Ох и трудная эта забота из берлоги тянуть бегемота. Аи на тему 1905 год. Гл. 23 - целиком.


Глава 23. Революционеры местного масштаба и деньги.

10 июля

По приезду из Питера Борис ввел в конторе чаепитие за счет фирмы, так сказать аттракцион потрясающей щедрости. На самом деле традиция кормить работников была на Руси от сотворения мира, но на тружеников пера и промокашки такое благо не распространялось. Чернильные души всегда питались за свой кошт.

В десять утра на угловом столике появлялись заваренный чай и печенье. Пятнадцать минут трепа пролетали незаметно, зато способствовали хорошему настроению. Вскоре к чаю стали появляться домашние пирожки, варенье и прочие прелести. Не обошлось и без казуса — за очередными байками о своем чилийском житье-бытье Федотов слопал домашние вкусности. Пришлось реабилитироваться — к чаю стали подаваться конфеты. В один из таких утренников, пока студенты были на лекции, Федотов огорошил секретаршу:

— Любезная Катерина Евгеньевна, Вы просто обязаны мне помочь!

Ответом были изумленно взметнувшиеся брови, легкая растерянность и ... ожидание.
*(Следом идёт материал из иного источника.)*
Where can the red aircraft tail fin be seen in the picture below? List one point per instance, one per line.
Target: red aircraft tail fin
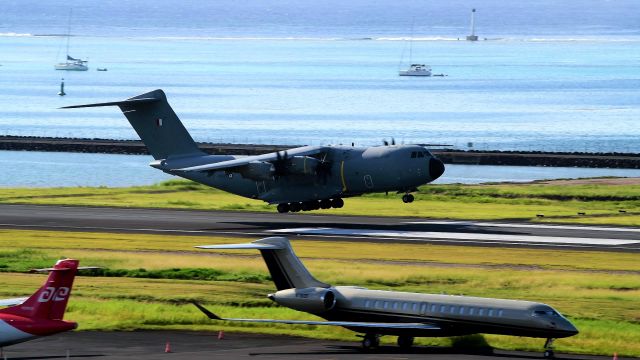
(50, 301)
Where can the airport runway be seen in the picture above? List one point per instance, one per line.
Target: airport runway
(325, 227)
(187, 345)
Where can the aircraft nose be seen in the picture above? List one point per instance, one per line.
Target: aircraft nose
(436, 168)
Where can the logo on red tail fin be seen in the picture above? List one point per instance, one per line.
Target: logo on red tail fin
(50, 301)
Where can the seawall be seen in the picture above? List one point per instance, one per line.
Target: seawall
(133, 147)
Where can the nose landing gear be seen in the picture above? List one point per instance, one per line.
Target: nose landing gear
(405, 342)
(370, 341)
(548, 349)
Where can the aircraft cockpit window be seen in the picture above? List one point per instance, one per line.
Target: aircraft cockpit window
(545, 313)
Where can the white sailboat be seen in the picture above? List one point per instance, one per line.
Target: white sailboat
(72, 63)
(414, 69)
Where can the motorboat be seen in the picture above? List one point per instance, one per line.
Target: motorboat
(416, 70)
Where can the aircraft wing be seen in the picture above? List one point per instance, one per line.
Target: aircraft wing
(300, 151)
(12, 302)
(378, 325)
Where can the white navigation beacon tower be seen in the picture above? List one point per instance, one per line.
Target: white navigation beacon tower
(473, 36)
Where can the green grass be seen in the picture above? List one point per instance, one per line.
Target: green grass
(598, 291)
(558, 203)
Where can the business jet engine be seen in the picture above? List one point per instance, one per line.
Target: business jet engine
(315, 300)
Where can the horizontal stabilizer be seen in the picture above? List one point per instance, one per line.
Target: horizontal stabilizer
(245, 246)
(352, 324)
(65, 269)
(114, 103)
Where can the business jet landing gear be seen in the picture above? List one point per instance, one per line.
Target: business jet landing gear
(548, 349)
(283, 208)
(370, 341)
(407, 198)
(405, 342)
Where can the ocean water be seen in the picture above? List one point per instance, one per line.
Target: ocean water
(552, 76)
(53, 169)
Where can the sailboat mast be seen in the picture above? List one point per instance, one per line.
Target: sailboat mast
(411, 42)
(68, 32)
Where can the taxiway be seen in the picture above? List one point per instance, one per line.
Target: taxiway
(187, 345)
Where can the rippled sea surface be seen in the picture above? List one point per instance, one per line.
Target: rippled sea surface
(554, 77)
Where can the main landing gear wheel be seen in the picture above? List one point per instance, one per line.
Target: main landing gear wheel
(407, 198)
(370, 342)
(283, 208)
(325, 204)
(337, 203)
(405, 342)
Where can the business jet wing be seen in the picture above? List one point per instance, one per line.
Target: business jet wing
(274, 156)
(352, 324)
(12, 302)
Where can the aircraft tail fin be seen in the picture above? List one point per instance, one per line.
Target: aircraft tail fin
(286, 269)
(50, 301)
(156, 123)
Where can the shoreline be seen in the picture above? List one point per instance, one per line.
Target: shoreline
(463, 157)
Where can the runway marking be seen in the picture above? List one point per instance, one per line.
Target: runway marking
(456, 236)
(336, 237)
(534, 226)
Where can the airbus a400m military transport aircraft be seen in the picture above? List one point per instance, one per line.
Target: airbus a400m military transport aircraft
(41, 314)
(406, 315)
(304, 178)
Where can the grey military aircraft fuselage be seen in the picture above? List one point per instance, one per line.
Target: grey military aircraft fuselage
(303, 178)
(353, 171)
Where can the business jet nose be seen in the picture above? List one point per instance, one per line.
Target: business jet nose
(436, 168)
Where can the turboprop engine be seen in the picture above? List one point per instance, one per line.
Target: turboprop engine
(314, 300)
(257, 170)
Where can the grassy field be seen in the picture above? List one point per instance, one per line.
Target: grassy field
(559, 203)
(149, 278)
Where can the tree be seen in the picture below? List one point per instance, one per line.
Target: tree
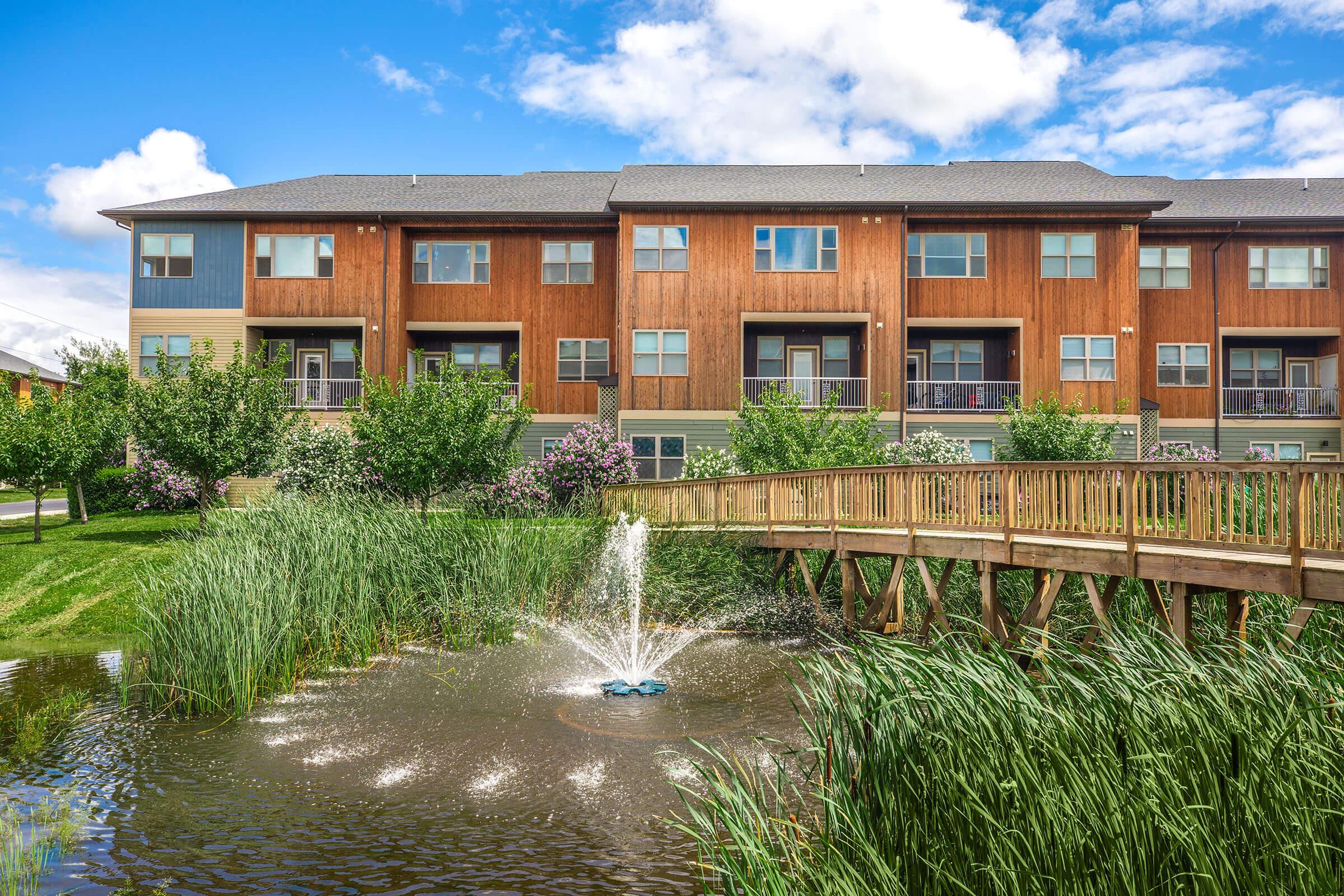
(39, 442)
(213, 422)
(100, 375)
(1050, 430)
(441, 432)
(778, 435)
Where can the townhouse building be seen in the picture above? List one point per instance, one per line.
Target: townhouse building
(659, 296)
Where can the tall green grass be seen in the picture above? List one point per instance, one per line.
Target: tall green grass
(944, 770)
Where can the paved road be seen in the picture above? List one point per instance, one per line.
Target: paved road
(25, 508)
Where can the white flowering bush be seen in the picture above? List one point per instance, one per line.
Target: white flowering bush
(707, 464)
(929, 446)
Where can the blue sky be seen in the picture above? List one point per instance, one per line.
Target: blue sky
(115, 104)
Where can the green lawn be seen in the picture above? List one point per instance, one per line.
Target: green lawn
(81, 578)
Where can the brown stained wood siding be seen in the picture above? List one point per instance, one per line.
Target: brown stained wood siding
(710, 298)
(1049, 308)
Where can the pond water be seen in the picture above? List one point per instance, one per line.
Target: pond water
(494, 772)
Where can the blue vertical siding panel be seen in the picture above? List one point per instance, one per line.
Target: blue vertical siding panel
(217, 278)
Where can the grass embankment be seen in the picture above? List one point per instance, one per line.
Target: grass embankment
(949, 772)
(80, 580)
(264, 597)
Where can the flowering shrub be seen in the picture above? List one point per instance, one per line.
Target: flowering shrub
(929, 446)
(153, 486)
(1179, 452)
(707, 464)
(323, 459)
(590, 457)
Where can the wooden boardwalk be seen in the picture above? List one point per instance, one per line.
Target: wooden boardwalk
(1200, 528)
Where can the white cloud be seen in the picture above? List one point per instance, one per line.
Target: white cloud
(165, 166)
(95, 301)
(839, 81)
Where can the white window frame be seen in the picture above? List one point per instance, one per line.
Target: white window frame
(1311, 267)
(657, 453)
(917, 241)
(769, 248)
(1207, 366)
(660, 352)
(1069, 255)
(662, 249)
(270, 255)
(582, 361)
(480, 253)
(1088, 358)
(569, 265)
(1166, 267)
(169, 255)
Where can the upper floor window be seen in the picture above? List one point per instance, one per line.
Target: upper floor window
(582, 359)
(451, 264)
(797, 249)
(945, 254)
(660, 248)
(566, 262)
(1164, 268)
(166, 254)
(295, 255)
(1289, 268)
(1086, 358)
(1067, 254)
(660, 352)
(1183, 365)
(178, 348)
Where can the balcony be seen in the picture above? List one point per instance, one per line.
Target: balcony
(815, 390)
(960, 396)
(1311, 402)
(323, 394)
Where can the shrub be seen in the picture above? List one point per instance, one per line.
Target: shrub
(929, 446)
(105, 492)
(707, 464)
(590, 457)
(153, 486)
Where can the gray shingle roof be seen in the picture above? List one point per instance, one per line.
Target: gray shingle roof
(1249, 198)
(15, 365)
(539, 193)
(964, 182)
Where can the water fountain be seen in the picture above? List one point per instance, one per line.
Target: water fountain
(612, 631)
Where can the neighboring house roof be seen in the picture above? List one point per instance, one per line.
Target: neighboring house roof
(24, 366)
(1231, 199)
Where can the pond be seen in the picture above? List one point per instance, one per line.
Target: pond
(499, 770)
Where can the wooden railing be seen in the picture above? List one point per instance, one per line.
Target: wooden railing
(1284, 508)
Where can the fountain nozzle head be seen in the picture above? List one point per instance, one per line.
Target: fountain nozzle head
(646, 688)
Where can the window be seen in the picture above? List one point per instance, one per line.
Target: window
(1289, 268)
(1183, 365)
(1086, 358)
(796, 249)
(1281, 450)
(1067, 254)
(1164, 268)
(566, 262)
(659, 457)
(660, 248)
(660, 352)
(291, 255)
(1256, 367)
(958, 362)
(166, 254)
(451, 264)
(178, 351)
(945, 254)
(478, 356)
(582, 361)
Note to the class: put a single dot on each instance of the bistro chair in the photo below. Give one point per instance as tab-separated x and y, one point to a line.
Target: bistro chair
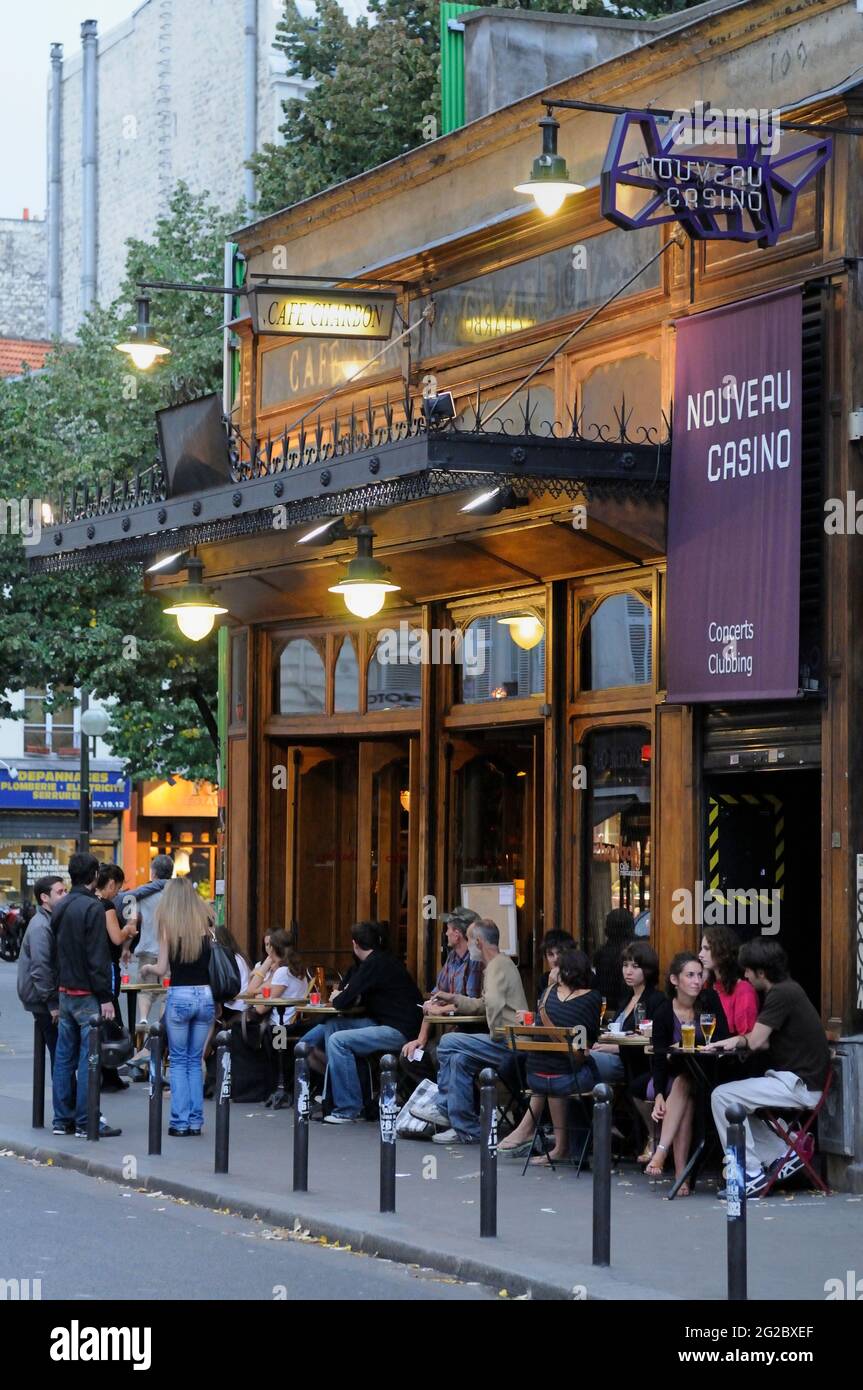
538	1039
802	1141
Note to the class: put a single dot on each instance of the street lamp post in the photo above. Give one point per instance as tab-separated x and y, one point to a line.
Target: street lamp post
93	724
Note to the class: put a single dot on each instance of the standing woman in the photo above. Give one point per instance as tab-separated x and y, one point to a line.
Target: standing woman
185	931
738	998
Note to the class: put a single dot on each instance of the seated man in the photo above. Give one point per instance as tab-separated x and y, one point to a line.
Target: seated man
459	975
790	1030
389	1001
462	1055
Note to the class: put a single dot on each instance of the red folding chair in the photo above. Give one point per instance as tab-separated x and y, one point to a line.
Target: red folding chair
801	1143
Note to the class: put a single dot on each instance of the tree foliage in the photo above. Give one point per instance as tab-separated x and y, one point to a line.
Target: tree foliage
85	416
375	84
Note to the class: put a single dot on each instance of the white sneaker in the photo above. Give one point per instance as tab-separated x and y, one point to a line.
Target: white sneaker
453	1137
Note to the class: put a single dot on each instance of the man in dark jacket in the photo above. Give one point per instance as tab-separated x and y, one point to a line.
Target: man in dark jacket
38	962
84	970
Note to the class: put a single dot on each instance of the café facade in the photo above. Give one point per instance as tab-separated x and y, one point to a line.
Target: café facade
619	663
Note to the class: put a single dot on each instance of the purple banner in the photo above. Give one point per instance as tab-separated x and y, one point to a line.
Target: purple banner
734	508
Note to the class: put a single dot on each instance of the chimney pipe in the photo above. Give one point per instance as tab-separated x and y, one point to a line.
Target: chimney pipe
54	305
88	166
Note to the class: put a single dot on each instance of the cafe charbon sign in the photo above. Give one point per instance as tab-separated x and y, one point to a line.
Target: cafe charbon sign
295	313
746	193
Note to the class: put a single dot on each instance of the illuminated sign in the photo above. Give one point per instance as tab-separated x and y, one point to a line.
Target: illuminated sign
323	313
745	193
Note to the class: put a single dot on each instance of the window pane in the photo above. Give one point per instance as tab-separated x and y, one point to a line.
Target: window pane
346	677
395	681
495	665
619	843
616	645
300	679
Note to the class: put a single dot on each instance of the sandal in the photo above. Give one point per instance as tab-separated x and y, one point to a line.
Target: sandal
655	1169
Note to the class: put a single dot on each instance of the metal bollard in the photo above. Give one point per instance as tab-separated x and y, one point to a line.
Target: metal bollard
39	1050
302	1109
223	1101
154	1130
735	1203
389	1112
488	1153
95	1076
602	1175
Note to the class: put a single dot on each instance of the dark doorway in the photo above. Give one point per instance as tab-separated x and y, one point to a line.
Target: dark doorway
763	831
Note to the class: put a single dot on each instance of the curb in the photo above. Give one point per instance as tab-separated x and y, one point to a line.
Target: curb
366	1241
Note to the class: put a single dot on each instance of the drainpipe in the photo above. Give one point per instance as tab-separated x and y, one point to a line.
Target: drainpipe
250	96
88	167
54	193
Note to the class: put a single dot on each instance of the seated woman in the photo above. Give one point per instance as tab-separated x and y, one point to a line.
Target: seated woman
671	1094
567	1004
738	998
641	998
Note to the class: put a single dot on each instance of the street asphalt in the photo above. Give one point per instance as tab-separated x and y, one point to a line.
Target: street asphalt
798	1240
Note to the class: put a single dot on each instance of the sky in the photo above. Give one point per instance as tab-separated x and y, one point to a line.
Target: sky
24	71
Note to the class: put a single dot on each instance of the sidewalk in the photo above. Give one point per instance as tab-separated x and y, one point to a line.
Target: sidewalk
659	1250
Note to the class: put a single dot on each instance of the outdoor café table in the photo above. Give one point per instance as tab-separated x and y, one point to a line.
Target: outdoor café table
131	990
708	1070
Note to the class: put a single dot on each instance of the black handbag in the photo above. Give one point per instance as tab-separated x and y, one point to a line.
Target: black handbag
224	973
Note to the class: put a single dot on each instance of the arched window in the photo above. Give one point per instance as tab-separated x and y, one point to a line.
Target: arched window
346	679
616	647
395	670
300	679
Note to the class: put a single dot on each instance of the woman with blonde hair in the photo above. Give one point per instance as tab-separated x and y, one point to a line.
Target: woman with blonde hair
185	931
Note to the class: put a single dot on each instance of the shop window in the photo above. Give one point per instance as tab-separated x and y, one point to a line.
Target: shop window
49	731
616	647
503	658
346	679
302	680
617	833
395	673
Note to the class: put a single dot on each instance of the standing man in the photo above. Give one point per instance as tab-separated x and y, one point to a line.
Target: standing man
139	905
38	962
459	975
790	1032
84	970
462	1055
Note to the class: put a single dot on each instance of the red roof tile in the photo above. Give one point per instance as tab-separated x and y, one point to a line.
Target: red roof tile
18	352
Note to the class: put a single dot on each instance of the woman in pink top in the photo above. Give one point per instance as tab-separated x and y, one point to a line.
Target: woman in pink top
719	958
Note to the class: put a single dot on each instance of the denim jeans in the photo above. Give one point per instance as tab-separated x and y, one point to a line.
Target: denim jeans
345	1043
188	1016
71	1055
460	1058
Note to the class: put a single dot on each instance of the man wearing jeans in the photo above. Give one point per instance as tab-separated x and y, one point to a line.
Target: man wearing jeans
84	972
790	1030
389	1001
462	1055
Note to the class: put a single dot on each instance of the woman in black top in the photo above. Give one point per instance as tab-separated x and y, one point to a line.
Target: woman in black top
673	1100
185	933
569	1004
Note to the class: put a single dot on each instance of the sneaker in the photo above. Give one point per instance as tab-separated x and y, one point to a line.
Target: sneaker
431	1114
104	1132
755	1186
450	1136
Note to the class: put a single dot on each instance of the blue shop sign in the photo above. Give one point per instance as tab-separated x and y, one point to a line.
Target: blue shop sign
59	788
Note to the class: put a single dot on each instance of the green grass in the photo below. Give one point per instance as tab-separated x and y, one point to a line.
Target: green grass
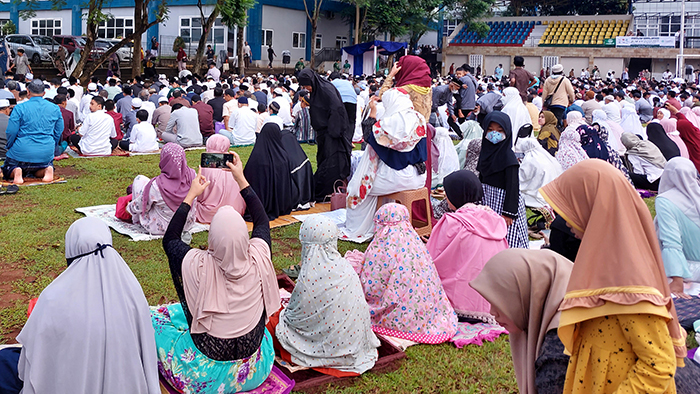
32	228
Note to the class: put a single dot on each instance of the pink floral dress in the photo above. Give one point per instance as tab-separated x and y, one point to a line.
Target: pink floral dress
401	285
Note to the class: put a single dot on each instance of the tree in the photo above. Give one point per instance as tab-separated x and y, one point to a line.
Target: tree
235	13
313	18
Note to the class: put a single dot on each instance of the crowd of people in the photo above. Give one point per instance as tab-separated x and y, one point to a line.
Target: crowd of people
559	158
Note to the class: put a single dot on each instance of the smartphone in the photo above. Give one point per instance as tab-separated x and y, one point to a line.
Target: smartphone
215	160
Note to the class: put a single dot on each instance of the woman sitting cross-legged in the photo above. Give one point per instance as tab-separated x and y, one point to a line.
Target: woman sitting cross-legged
155	201
90	331
327	322
463	241
215	338
401	285
223	189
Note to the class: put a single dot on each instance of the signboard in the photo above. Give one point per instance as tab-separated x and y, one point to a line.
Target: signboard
645	42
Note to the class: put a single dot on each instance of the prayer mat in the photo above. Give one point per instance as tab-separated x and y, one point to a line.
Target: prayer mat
688	311
73	152
35	182
276	383
476	334
296	216
134	231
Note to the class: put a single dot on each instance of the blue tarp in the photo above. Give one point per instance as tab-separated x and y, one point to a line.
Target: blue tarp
358	50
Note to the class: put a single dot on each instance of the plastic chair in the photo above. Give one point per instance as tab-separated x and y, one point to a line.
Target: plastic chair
407	198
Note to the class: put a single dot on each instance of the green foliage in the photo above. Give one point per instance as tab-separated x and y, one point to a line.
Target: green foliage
9	28
178	44
235	12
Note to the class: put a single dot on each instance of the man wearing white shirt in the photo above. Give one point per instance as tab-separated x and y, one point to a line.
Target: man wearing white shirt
97	135
85	102
285	109
245	121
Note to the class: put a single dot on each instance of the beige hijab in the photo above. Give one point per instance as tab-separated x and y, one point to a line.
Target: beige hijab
618	268
228	285
527	286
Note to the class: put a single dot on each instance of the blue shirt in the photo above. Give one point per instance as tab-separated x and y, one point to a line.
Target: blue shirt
346	90
33	131
679	238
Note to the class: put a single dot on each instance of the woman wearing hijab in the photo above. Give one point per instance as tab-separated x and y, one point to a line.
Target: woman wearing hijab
393	161
672	133
328	290
301	170
658	136
646	162
609	128
215	338
678	223
618	320
223	190
570	151
498	172
463	241
515	109
95	318
155	201
525	288
333	134
270	174
549	133
402	288
537	169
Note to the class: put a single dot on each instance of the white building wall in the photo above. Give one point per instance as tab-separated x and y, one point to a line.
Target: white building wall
25	26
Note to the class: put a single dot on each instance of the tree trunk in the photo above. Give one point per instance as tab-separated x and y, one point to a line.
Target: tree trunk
206	28
239	49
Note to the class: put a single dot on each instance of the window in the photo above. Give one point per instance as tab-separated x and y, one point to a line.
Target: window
448	26
298	40
191	30
267	37
115	28
46	27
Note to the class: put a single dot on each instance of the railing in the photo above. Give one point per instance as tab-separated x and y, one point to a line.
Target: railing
329	54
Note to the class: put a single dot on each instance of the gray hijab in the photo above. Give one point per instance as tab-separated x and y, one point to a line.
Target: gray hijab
91	329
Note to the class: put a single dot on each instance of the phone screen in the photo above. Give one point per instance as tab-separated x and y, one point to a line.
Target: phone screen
215	160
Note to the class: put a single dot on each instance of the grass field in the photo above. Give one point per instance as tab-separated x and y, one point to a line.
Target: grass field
32	229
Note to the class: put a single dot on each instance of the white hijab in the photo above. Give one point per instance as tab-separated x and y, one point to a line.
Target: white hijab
515	109
679	184
328	291
537	169
91	329
631	123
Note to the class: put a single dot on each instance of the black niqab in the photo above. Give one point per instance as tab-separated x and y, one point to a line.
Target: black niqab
496	157
268	172
658	136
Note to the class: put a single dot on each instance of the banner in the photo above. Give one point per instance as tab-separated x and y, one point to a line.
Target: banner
646	42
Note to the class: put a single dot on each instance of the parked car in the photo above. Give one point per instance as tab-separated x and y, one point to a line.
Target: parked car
125	53
72	42
48	43
34	51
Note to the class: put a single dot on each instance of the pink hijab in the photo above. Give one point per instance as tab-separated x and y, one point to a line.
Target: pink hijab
223	189
691	116
229	285
175	177
401	285
669	126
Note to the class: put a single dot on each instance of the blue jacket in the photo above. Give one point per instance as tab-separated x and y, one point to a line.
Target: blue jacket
33	131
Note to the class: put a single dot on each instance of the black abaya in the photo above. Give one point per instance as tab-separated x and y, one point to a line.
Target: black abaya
330	122
268	172
301	171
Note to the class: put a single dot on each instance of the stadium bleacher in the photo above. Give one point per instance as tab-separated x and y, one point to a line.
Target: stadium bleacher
500	34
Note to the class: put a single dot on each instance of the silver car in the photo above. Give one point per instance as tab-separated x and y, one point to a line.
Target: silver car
34	51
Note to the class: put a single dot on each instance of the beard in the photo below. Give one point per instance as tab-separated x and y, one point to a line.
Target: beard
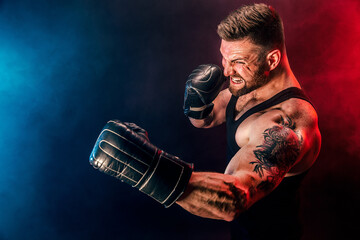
259	79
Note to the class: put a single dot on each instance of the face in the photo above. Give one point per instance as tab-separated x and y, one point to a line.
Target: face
245	64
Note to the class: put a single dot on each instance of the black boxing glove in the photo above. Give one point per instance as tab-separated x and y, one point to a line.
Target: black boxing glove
123	151
202	87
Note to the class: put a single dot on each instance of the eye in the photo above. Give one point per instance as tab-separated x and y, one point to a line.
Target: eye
239	62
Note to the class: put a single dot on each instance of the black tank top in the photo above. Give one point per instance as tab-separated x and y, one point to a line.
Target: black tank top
276	215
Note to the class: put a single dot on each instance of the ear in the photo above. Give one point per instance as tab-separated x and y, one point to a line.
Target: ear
273	59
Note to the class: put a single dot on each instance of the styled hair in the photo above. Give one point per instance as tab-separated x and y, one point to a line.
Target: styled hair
258	22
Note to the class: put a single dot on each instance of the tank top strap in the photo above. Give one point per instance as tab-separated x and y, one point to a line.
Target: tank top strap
232	125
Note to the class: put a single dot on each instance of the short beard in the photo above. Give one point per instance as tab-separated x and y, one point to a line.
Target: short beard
259	80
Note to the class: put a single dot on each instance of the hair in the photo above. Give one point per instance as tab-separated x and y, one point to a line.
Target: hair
258	22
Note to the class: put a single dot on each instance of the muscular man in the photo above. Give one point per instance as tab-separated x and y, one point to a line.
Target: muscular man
272	132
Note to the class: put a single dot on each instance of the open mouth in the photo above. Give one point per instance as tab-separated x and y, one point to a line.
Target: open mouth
236	80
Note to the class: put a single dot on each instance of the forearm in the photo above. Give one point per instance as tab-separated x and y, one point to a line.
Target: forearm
214	195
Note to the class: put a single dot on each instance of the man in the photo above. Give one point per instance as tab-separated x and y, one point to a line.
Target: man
273	136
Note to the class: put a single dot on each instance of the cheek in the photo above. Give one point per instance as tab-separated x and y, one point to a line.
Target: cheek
245	71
Любопытство у женщин в крови.

— Катерина, в Чили мы были оторваны от жизни родины. Здесь я всеми фибрами души ощущаю разлитую вокруг тревогу грядущих перемен. Катя, если бы Вы знали, как тяжко оказаться в положении отшельника. Увы, но кроме, как к Вам, мне обратиться не к кому. Катя, я прошу Вас посодействовать во встрече со сторонниками обновления России. Даете испить глоток живительной влаги из источника свободы.

— Но почему я?

Возглас изумления почти замаскировал промелькнувшую радость. Как известно 'почти' не считается — Борис нашел правильные слова. Он долго ломал голову, как правильно построить разговор. В своем времени за просьбу 'испить глоток из какого-то там источника свободы', он бы отгреб по полной. В этом же мире высокопарный слог прошел, можно сказать, 'на ура'.

— Вы молодая, образованная и красивая женщина. Вы умница и просто не можете не знать таких людей, я это чувствую.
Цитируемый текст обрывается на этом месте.